Kulboka is the 6-foot-9 Lithuanian the Hornets selected 55th overall in the 2018 NBA draft. The idea then was to have the 21-year-old continue playing in Europe, with the Hornets retaining his draft rights, and decide each summer if it makes sense to sign him.
Kulboka, who played professionally in Germany last season, is part of the Hornets’ summer league team, as he was last year. He played well off the bench in the Hornets’ first game, totaling eight points and six rebounds in 14 minutes. He didn’t play the second game, as the Hornets platoon a 16-man roster.
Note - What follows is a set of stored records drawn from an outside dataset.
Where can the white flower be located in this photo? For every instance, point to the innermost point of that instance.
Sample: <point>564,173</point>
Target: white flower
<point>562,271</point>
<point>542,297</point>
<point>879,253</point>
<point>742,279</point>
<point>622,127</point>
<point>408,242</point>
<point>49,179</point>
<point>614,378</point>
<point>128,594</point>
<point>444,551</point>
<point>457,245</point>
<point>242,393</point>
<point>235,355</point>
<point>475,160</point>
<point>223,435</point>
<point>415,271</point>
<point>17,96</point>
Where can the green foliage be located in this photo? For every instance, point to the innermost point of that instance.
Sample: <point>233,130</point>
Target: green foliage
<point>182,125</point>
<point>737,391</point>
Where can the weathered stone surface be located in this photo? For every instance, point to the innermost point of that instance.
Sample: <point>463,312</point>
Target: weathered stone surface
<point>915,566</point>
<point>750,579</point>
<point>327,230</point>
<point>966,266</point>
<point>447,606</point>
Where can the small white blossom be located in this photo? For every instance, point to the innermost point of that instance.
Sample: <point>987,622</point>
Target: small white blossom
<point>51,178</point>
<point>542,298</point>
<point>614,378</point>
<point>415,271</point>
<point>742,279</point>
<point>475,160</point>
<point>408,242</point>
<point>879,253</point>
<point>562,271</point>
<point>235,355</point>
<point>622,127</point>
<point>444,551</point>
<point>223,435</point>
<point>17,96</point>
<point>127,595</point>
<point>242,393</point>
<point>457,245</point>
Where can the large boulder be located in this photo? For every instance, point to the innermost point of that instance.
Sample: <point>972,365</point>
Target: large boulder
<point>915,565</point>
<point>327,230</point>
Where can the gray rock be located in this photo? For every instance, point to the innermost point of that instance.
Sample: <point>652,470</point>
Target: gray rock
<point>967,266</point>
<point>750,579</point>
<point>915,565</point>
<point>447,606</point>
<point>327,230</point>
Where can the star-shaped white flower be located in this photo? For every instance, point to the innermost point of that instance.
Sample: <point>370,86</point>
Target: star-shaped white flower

Hornets general manager Mitch Kupchak says Kulboka clearly has NBA skill (particularly 3-point range for a player of his size). But Kulboka needs to gain weight and strength and needs more playing time, something he didn’t get consistently last season with Brose Bamberg in Germany.
“Right now I’m just thinking about a place where I can get some playing time because I’m too young just to sit on the bench,” as he did mostly behind veterans last season, Kulboka said Monday morning.
“Being around veterans is cool, but I need playing time. That’s the main goal for next season.”
And that’s the rub. Professional coaches in Europe aren’t obligated to play Kulboka because that serves the Hornets’ purposes, the way Joe Wolf, who coaches the Hornets’ G-League affiliate, is. At some point, the Hornets will have to become more hands-on in developing Kulboka to get return on drafting him.
Kulboka probably isn’t yet worth the Hornets using one of their 15 regular roster spots for next season. But he could be worth using a two-way contract, which would have him playing mostly for Wolf with the Greensboro Swarm.
Is Kulboka receptive to that? He declined to speculate: “Right now I’m just playing my game and looking at what’s going to happen, and the coaches will tell me what to do.”
Cody Martin’s place
He had only one assist over those two games.
One of the attractions in drafting Martin, a 6-6 guard out of Nevada, is his ball handling and playmaking. The Hornets have played point guard Devonte Graham off the ball a lot in Las Vegas to give Martin experience with the ball initiating offense.
Martin is a willing passer, but he’s not seeing a lot of plays to make so far.
The Hornets have a decision before training camp in September whether to sign a veteran third option at point guard behind Terry Rozier and Graham, or whether to put Martin in that role.